GENEVA — The World Health Organization’s Tedros Adhanom said on Monday that governments considering reopening their economies should have a plan to deal with a resurgence of COVID-19 cases. Adhanom, the director-general of the WHO, said that those countries gearing up to ease economic restrictions should consider whether the epidemic is under control and if they have the appropriate tools to detect, manage and cope with the new cases prior to lifting of lockdowns.
He warned that even with proper management and identification systems in place, “releasing lockdowns is both complex and difficult.”
“Over the weekend we saw signs of the challenges that may lie ahead,” Adhanom said. “In the Republic of Korea, bars and clubs were shut as a confirmed case led to many contacts being traced. In Wuhan, China, the first cluster of cases since their lockdown was lifted was identified. Germany has also reported an increase in cases since an easing of restrictions.”

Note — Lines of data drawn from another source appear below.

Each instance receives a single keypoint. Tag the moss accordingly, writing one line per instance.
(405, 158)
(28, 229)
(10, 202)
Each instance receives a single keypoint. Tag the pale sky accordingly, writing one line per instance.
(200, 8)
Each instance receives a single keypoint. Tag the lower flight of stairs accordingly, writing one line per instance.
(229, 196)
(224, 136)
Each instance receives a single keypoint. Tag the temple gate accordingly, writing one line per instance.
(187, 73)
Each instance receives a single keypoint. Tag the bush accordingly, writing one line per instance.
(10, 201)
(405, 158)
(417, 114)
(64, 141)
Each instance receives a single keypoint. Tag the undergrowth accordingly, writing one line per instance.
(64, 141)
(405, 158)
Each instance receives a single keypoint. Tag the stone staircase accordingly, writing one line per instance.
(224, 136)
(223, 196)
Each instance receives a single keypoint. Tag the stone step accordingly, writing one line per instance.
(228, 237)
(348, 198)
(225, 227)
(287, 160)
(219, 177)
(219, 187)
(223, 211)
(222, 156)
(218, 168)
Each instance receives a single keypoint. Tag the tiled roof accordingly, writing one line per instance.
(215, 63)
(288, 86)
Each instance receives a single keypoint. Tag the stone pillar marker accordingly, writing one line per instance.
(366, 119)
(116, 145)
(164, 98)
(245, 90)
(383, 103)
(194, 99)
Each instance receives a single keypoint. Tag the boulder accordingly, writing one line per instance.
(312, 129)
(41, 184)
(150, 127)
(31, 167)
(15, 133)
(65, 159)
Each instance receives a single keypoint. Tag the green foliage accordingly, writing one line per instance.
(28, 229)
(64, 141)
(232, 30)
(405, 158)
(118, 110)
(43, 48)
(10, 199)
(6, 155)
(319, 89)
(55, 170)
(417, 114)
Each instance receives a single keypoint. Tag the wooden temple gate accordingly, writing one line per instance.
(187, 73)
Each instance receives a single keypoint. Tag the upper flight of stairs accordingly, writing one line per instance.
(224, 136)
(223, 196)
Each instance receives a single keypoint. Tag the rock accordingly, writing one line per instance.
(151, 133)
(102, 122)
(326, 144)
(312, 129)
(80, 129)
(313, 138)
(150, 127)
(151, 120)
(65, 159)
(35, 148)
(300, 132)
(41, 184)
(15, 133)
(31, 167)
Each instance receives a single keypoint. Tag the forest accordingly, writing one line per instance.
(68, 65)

Adhanom said that, fortunately, these countries have the means to detect and respond to a resurgence in cases. He added that early serological studies show that a relatively low percentage of the population has antibodies for COVID-19, meaning that most of the world’s population is still susceptible to the virus. The WHO has provided new guidance as part of a comprehensive package of measures for governments looking to lift lockdowns. The new guidance focuses on whether and how to reopen schools and workplaces.
“First, a clear understanding about current COVID-19 transmission and severity of the virus in children is needed,” Adhanom said. “Second, the epidemiology of COVID-19 where the school is geographically located needs to be considered. Third, the ability to maintain COVID-19 prevention and control measures within the school setting.”
Adhanom urged government leaders and decision makers to assess the capacity of schools to maintain infection, prevention and control measures, and said all places of work must carry out a risk assessment for workers potential exposure to the virus.
“The plan should also include measures for protecting health, safety and security in re-opening, closing, and modifying workplaces,” he added.
Michigan has steadily ramped up its COVID-19 testing capacity. Testing remains an essential tool in detecting outbreaks and coming up with comprehensive plans to deal with these outbreaks based on the data. The COVID Tracking Project has calculated that a total of 298,948 have been conducted in Michigan (251,396 negative, 47,552 positive).
Michigan reports specimen tests instead of people tested. Last week, Governor Whitmer outlined her plan for gradual reopening and emphasized that Michigan’s reopening plans take seriously the latest science and hard data when creating timelines, geography and other components. Manufacturing workers went back on the job on Monday, although the “Stay Home” order has been extended to May 28 for the rest of the state.